You can think about code creators tree as some kind of AST.

Code creators tree construction

pyplusplus.creators_factory package is responsible for the tree construction. pyplusplus.creators_factory.creator_t is the main class of the package. It creates the tree in few steps:

  1. It builds set of exposed declarations.
  2. It sort the set. Boost.Python has few rules, that forces the user to export a declaration before another one.
  3. It creates code creators and put them into the right place within the tree.
  4. If a declaration describes C++ class, it applies these steps to it.

Another responsibility of creator_t class, is to analyze declarations and their dependency graphs.
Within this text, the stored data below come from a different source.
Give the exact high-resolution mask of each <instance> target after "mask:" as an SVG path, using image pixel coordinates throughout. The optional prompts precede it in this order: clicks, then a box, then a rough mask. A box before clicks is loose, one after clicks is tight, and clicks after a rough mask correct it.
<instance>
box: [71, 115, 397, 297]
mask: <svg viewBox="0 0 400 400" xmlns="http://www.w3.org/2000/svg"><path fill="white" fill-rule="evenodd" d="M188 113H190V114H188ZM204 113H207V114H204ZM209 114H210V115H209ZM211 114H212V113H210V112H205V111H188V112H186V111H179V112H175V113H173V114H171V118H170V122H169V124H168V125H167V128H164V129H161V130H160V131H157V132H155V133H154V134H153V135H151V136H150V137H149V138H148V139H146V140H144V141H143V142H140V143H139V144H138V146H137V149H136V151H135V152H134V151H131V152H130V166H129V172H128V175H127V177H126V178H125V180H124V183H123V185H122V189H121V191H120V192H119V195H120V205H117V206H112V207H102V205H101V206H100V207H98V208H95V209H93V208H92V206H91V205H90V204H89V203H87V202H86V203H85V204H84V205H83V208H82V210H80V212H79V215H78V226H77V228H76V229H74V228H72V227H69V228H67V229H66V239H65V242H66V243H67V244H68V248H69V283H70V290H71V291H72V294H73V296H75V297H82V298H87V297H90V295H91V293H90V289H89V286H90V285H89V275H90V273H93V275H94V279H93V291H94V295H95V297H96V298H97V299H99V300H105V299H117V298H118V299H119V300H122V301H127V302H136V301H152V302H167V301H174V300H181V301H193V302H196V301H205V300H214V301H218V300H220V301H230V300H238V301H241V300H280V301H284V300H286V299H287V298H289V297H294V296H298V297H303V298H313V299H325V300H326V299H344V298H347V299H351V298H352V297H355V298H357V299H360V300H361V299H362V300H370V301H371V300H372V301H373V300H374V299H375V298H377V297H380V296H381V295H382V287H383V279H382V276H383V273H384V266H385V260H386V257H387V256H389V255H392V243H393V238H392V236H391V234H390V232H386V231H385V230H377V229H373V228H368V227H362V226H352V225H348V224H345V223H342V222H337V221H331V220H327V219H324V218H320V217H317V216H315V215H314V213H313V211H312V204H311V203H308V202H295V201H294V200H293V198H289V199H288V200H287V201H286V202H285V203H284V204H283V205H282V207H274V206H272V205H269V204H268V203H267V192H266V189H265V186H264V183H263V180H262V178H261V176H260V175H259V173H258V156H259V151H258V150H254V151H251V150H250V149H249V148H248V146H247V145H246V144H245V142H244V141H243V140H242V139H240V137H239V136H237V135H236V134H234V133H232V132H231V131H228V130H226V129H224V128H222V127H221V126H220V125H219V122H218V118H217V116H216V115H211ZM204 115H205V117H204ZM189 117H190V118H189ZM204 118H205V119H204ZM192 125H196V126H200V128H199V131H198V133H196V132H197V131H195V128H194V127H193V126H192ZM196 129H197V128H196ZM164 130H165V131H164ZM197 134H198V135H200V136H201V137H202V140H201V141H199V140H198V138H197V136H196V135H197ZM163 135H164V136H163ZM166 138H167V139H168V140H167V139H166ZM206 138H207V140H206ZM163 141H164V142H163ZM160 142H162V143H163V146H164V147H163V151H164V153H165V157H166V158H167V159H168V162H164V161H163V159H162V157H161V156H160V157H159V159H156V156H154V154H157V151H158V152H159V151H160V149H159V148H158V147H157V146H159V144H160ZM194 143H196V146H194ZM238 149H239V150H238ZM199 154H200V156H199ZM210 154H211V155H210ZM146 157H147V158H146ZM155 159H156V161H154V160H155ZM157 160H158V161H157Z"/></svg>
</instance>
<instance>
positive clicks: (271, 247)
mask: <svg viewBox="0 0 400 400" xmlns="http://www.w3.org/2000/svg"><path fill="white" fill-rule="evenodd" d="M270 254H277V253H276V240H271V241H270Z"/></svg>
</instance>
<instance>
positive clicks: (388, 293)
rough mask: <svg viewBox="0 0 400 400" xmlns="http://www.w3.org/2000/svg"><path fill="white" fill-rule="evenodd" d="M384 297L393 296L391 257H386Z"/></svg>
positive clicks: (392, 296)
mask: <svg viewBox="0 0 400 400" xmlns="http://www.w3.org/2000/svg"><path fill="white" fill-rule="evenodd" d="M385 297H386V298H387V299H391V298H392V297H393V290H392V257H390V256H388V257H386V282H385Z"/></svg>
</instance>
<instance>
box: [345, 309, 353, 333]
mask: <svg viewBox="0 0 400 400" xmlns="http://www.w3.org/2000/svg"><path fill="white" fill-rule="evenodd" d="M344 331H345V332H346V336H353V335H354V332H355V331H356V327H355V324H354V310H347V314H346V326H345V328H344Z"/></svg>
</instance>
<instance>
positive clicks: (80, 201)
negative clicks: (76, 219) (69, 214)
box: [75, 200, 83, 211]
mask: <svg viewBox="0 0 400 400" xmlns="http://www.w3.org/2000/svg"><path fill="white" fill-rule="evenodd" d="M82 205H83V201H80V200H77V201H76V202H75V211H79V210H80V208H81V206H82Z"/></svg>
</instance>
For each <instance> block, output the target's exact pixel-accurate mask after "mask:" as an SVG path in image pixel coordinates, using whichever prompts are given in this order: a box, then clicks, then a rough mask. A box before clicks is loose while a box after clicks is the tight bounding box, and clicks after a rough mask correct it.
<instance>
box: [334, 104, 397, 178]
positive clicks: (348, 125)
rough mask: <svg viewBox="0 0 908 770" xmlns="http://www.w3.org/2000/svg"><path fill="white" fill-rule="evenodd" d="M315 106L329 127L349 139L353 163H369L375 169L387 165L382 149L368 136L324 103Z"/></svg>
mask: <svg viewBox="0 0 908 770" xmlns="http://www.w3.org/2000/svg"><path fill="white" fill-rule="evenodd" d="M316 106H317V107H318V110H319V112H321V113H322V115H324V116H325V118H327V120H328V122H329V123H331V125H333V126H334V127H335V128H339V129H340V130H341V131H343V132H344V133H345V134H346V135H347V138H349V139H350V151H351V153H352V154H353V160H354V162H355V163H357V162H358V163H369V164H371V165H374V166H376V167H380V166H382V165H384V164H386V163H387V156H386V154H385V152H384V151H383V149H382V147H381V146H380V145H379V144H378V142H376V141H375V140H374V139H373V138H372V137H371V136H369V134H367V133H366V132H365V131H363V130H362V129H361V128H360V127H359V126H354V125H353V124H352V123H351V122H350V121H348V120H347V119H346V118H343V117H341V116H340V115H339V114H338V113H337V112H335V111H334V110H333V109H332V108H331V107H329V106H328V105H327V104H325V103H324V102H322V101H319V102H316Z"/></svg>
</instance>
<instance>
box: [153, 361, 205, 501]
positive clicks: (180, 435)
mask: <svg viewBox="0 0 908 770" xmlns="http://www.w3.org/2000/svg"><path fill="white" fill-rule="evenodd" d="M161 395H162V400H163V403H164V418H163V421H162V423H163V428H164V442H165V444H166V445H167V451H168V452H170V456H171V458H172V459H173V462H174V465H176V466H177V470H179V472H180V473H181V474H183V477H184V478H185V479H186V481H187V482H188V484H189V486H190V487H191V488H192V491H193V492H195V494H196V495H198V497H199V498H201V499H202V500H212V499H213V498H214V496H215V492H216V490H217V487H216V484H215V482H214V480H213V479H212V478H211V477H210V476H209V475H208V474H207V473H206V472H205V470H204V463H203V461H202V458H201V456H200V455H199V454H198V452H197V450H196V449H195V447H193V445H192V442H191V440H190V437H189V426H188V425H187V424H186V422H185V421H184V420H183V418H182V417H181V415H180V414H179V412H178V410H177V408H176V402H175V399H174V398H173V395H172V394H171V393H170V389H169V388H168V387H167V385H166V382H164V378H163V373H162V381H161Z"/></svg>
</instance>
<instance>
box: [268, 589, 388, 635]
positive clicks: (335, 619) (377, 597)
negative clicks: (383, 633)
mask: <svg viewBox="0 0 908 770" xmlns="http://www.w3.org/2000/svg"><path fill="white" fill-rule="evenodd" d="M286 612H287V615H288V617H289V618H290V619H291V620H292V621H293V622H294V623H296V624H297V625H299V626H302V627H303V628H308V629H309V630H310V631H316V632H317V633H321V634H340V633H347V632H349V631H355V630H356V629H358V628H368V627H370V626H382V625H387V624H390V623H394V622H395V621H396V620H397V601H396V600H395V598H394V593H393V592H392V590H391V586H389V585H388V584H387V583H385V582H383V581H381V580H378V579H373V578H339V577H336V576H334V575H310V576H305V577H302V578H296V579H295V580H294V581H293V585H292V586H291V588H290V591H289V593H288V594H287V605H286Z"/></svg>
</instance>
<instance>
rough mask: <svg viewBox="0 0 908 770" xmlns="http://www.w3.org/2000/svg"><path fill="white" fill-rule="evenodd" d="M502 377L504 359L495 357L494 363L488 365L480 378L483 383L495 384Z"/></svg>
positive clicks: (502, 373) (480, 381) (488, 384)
As a result, this class can:

  • find out a class HeldType
  • find out smart pointers conversion, which should be registered
  • find out STD containers, which should be exported
  • warn user, if some declaration is not exported and it used somewhere in exported declarations ( not implemented )

File writers

File writers classes are responsible for writing code creators tree into the files. Py++ implements the following strategies of writing code creators tree into files:

The more sophisticated approach, the better understanding of code creators is required from the file writers.

module_builder package

This package provides an interface to all code generator engine services.

Conclusion

It safe to use Py++ for big and small projects!